The several articles that have appeared in the Recorder on the subject of Israel and Palestine remind me of how human action is so proportionally tied to the power it represents. Great powers do great things they desire, quite proportional to their powers and desires. (It’s always the boss who hollers, not the mailroom clerk.) In modern-day Israel, supported by the U.S., we see an alliance of the greatest power on earth now and the greatest power in the Middle East (60 percent of U.S. foreign military aid for 2021 is Israel-bound). The results are that things that are done in Palestine are pretty much the consequences of these two great powers. It’s in the very nature of great powers.

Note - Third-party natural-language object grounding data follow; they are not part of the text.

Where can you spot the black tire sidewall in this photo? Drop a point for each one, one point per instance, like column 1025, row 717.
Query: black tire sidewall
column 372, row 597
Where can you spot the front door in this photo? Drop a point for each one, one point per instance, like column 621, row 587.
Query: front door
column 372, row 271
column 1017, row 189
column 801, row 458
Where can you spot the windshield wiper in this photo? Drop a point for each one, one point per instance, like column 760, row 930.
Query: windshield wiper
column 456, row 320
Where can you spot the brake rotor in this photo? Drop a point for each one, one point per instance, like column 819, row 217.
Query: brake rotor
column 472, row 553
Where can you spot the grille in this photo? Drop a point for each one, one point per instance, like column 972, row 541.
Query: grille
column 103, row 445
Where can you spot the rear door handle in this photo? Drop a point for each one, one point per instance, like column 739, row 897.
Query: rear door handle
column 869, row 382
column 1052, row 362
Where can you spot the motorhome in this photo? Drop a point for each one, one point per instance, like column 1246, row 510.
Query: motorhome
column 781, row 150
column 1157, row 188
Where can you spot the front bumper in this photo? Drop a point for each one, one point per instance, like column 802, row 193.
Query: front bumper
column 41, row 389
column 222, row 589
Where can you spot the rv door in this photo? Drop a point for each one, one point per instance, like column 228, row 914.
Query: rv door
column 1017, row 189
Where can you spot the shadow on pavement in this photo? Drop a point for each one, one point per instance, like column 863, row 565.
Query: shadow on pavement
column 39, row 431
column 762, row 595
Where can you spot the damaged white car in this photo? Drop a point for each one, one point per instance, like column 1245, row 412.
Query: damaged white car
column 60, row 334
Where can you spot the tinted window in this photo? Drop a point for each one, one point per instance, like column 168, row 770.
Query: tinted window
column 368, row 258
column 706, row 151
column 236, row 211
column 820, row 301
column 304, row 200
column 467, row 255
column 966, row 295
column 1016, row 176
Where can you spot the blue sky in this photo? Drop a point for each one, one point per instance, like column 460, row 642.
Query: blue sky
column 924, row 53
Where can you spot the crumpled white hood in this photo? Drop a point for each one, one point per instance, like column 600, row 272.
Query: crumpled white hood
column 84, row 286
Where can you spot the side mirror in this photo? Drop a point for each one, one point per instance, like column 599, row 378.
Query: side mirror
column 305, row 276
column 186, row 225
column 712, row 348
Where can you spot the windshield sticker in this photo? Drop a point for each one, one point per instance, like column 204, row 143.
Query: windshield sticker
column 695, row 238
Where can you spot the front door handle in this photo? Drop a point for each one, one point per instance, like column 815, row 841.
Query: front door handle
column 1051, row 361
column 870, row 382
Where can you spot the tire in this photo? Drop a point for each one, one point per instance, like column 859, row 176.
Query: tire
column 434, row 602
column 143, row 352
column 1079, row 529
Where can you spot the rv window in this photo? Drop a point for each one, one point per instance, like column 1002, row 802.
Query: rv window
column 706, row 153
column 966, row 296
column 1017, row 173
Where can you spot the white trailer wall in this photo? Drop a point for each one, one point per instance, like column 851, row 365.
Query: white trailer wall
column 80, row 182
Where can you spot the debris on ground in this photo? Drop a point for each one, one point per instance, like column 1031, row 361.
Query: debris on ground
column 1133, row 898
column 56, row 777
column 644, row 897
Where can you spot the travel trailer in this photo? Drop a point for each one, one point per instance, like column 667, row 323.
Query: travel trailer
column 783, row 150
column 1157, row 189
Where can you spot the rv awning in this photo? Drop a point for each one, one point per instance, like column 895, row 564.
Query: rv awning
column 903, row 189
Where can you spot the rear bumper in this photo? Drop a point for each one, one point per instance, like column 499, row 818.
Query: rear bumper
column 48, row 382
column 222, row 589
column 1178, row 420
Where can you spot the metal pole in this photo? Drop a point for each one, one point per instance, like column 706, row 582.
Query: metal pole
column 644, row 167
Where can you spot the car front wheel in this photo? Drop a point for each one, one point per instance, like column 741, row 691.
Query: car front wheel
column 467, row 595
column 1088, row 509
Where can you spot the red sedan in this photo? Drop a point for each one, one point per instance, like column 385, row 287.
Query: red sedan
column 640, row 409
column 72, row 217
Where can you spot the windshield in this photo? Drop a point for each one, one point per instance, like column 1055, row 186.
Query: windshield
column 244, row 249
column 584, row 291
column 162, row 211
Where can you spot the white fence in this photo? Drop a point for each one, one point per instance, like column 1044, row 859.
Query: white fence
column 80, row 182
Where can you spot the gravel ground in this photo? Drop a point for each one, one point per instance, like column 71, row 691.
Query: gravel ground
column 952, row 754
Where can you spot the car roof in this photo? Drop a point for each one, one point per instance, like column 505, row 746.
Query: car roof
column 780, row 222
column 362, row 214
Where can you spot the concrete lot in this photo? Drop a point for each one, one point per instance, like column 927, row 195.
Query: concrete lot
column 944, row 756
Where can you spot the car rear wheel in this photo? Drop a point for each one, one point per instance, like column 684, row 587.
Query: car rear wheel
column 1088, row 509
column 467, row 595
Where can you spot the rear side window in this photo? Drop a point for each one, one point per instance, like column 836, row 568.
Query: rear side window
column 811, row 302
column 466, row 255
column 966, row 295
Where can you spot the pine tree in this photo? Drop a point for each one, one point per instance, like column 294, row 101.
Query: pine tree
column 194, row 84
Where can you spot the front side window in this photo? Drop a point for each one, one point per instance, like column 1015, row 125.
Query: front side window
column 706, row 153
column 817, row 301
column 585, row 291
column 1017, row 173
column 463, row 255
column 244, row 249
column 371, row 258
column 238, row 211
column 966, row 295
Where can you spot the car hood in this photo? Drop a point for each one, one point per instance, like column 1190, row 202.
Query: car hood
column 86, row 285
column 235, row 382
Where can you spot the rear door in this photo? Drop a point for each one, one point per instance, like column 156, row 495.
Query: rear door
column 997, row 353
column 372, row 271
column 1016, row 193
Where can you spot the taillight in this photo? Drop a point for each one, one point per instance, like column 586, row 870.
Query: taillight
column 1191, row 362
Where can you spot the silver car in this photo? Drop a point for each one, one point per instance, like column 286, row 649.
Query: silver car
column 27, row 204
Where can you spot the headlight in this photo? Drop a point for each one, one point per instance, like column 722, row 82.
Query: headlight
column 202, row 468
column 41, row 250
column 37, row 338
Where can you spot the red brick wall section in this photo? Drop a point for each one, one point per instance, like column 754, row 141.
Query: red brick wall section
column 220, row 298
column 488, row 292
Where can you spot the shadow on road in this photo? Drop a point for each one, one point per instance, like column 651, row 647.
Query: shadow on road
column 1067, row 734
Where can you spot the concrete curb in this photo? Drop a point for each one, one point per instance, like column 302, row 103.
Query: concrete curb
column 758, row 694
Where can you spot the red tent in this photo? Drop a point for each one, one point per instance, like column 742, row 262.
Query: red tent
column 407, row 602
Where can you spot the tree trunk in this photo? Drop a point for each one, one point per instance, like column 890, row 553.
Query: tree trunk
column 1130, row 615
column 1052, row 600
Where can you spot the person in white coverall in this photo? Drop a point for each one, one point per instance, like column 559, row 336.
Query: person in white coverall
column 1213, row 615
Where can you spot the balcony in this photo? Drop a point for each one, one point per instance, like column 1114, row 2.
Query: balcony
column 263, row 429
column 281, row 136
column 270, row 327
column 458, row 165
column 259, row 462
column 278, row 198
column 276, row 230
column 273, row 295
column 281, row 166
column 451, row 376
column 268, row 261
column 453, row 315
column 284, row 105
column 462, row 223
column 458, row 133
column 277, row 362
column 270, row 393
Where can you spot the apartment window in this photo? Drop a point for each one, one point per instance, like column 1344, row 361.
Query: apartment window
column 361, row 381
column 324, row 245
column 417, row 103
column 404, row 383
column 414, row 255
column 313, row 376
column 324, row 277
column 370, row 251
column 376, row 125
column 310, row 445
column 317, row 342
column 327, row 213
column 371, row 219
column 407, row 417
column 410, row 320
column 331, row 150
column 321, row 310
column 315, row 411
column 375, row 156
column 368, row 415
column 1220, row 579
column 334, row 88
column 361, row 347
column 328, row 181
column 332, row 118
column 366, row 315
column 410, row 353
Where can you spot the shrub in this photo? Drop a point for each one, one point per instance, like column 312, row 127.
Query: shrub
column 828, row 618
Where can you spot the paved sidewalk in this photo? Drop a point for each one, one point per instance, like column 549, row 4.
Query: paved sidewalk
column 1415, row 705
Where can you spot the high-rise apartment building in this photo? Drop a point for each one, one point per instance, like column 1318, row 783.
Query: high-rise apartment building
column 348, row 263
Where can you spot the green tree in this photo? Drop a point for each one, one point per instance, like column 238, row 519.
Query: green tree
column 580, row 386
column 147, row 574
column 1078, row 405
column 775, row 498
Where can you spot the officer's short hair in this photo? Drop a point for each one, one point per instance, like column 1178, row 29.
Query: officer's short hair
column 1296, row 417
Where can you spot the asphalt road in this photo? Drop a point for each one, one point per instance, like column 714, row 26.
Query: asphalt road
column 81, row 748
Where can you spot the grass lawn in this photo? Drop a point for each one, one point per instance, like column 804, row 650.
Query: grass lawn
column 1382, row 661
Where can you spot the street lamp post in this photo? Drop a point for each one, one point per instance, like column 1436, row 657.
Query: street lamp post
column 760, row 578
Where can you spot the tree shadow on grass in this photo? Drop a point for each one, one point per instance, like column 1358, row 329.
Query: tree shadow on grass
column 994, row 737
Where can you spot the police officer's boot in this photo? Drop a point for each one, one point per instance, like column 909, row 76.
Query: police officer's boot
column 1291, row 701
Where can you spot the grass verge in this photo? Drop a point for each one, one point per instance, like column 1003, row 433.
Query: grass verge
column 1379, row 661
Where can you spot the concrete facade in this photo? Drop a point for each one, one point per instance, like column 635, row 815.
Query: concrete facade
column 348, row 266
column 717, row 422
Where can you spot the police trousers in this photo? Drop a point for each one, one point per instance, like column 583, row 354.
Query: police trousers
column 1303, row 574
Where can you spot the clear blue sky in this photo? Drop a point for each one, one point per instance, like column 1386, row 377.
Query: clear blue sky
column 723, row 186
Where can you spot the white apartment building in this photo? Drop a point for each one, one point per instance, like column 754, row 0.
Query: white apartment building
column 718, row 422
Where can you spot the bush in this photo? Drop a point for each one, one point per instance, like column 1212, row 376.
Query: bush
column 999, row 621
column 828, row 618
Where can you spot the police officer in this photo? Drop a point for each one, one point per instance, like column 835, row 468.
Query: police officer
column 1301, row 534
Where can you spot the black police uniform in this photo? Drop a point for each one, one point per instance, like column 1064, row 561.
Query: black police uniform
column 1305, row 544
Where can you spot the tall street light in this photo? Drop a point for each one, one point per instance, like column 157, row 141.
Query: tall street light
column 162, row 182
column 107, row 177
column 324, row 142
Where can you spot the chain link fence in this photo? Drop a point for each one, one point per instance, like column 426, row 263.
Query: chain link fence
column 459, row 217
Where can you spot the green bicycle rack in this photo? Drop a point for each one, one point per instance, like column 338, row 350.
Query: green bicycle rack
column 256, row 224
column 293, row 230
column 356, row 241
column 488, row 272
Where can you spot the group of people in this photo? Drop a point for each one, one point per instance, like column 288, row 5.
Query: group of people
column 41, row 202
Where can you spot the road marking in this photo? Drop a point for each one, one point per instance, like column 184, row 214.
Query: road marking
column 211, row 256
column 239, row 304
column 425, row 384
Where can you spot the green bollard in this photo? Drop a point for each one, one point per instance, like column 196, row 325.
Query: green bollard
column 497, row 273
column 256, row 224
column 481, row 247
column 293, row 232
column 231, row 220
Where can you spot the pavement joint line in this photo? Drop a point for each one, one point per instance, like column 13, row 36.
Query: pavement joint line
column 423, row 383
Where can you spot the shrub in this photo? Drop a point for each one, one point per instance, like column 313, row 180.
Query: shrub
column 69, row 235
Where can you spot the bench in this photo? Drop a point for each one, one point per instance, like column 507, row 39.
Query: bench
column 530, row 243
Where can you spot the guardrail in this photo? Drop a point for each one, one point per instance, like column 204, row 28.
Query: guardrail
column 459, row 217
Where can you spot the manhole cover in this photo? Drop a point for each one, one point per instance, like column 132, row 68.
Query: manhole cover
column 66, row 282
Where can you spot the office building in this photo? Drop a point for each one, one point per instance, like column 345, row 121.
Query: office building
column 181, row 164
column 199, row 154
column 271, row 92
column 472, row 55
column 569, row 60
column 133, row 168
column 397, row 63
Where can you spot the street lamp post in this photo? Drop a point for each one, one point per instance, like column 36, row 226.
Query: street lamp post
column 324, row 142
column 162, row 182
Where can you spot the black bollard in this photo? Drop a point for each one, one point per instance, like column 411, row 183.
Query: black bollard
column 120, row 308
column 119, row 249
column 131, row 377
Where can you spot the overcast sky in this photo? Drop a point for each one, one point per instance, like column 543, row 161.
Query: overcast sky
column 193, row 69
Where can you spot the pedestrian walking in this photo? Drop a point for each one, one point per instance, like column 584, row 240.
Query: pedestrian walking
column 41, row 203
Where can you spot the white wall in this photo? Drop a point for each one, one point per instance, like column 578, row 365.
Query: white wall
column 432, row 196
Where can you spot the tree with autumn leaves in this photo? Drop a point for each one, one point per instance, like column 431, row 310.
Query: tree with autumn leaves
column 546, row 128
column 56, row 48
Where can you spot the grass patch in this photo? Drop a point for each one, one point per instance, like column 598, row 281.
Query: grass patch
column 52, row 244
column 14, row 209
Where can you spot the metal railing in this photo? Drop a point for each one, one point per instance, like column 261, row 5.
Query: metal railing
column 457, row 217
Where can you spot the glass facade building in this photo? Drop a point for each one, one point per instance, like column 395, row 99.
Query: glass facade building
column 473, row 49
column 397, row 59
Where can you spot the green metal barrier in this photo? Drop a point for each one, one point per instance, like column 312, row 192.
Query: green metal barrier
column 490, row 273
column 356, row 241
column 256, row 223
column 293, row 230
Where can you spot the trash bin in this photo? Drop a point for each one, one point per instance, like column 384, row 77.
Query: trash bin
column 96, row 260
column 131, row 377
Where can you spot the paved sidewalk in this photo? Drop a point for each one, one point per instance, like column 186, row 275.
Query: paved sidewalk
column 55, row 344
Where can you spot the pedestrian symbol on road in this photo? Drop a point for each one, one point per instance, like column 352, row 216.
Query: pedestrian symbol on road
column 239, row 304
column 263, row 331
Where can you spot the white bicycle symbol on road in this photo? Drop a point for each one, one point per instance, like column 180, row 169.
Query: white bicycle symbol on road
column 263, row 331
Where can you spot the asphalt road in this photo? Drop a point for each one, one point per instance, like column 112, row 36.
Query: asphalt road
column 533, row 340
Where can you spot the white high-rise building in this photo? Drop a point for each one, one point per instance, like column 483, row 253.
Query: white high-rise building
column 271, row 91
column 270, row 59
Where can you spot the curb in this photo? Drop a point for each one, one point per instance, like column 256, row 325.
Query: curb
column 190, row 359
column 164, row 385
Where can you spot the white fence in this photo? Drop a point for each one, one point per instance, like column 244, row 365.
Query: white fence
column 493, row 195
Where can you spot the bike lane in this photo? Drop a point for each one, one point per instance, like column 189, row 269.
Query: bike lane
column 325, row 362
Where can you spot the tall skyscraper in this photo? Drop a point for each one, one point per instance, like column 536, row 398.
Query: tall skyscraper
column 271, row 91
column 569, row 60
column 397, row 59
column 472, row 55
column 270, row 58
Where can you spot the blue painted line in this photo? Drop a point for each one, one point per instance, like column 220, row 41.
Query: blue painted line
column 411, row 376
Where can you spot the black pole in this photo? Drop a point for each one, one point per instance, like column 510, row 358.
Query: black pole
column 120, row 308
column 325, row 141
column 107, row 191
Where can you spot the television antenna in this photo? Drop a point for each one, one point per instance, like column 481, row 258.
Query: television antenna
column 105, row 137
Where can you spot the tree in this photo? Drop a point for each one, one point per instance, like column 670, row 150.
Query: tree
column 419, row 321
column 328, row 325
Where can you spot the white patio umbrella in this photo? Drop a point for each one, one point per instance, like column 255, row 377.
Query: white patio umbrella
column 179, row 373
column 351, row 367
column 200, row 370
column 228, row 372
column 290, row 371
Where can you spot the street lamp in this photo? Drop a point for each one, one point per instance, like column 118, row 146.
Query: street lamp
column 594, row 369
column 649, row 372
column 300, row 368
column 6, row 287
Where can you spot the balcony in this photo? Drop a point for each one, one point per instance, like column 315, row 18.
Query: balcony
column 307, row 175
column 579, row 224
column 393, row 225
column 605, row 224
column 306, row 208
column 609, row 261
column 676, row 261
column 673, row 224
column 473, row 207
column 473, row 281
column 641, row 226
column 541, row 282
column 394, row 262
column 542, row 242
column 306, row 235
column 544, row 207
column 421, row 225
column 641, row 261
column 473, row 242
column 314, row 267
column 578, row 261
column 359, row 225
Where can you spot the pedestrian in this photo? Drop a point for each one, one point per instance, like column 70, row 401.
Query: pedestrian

The Nation magazine gives this description in its June issue: “(S)mashing their shops, breaking into their homes, dragging them from their cars and beating them savagely in the street.” This is what Jewish Israel did recently to Palestinian Israelis, but it could just as easily be the Nazis doing to the Jews during Kristallnacht, or Whites doing to Blacks in Tulsa, Oklahoma. Even without knowing the facts of who did this to whom, we would not think of Blacks doing that to Whites, Jews doing that to Nazis, or Palestinians doing that to Jewish Israelis. It’s a matter of who has the power to do such things to others, as injustice requires power to do injustice. Ironically, the Jews were victims under the Nazis when the former were powerless; now the Palestinians are victims of a strong U.S.-backed Israel, which is criticized by Amnesty International for employing some of the old Nazi tactics of torture on Palestinian terrorist suspects. Paraphrasing Lord Acton, power tends to do evil and absolute power does absolute evil.
Two recent historical examples, one Nazi and one American, further remind us how the nations of absolute power behave when their power approaches absoluteness. The Nazis at the peak of their power, on the strength of their military victories, devised a most fantastic plan called “The General Plan for the East” in which they would enslave, Germanize, and exterminate millions of people in the East, namely in Poland and Russia. Their power was so great that virtually anything that emerged in the heads of German scientists and bureaucrats in the Nazi Reich on the uses of conquered Slavs and lands was expected to be fully realized.
Between 1939 and 1942, the Nazis’ great power made it possible for them to merge fantasy with reality. All their fantasies for world conquest came to an end when their power started cracking under the strain of the defeat at Stalingrad: As their power faded, so did their ambition, ruthlessness and inhumanity. The Nazis, or Germans, without power, became predictably humble and contrite. (Nothing changes faster than our behavior as a function of our power: We become haughty or humble, as persons or as nations, depending on the level of our power.)
Something quite similar happened to the United States, between 1945 and 1949, when it was the sole owner of the atomic bomb, and therefore the power to rule the world during that brief period. The U.S. relations with its chief antagonist, the Soviet Union, were solely shaped by the possession of such power. In short, the U.S.’s bullying behavior became, at least to the Soviets and the American critics, intolerable as it threatened to “drop it” on Russia every chance they had. The White House told the ambitious Soviets to move their 15 divisions from post-Wolrd War II Iran in 48 hours, or “We’re going to drop it on you!” President Truman boasted, “They were out in 24 hours!”
In mid-September 1945, after a conference with U.S. State Secretary James Byrnes, the irritated Soviet counterpart Molotov (of the “Molotov Cocktail” fame) asked Byrnes if he “was hiding an atomic bomb in his coat pocket.” Byrnes’ response: “We carry our artillery in our pocket. If you don’t cut out all this stalling…, I’m going to pull an atomic bomb out of my hip pocket and let you have it.” Robert J. Oppenheimer said Byrnes was using “the (atomic) bomb as a pistol.”
This type of bullying by the world’s only owner of atomic bombs subsided when, in late 1949, the Soviets exploded the first atomic bomb of their own. Nowadays, digital technology has brought the two nations closer to parity.
Without the trouncing at Stalingrad for the Nazis, and without the Soviet atomic bombs and digital equality, the ambition, ruthlessness, and inhumanity of both Nazis and Americans would have become quite routine, fitting their absolute power, which always equals proportional evil.
Two questions remain: How do we prevent powers, of any kind, from becoming strong enough to do harm to the powerless? What if we, ourselves, became the victims of their great ambitious, ruthless and inhuman powers?
Jon Huer, columnist for the Recorder and professor emeritus of the University of Maryland, is the author of “Call from the Cave: Our Cruel Nature and Quest for Power,” a book about the causes of the Holocaust. He is a Greenfield resident.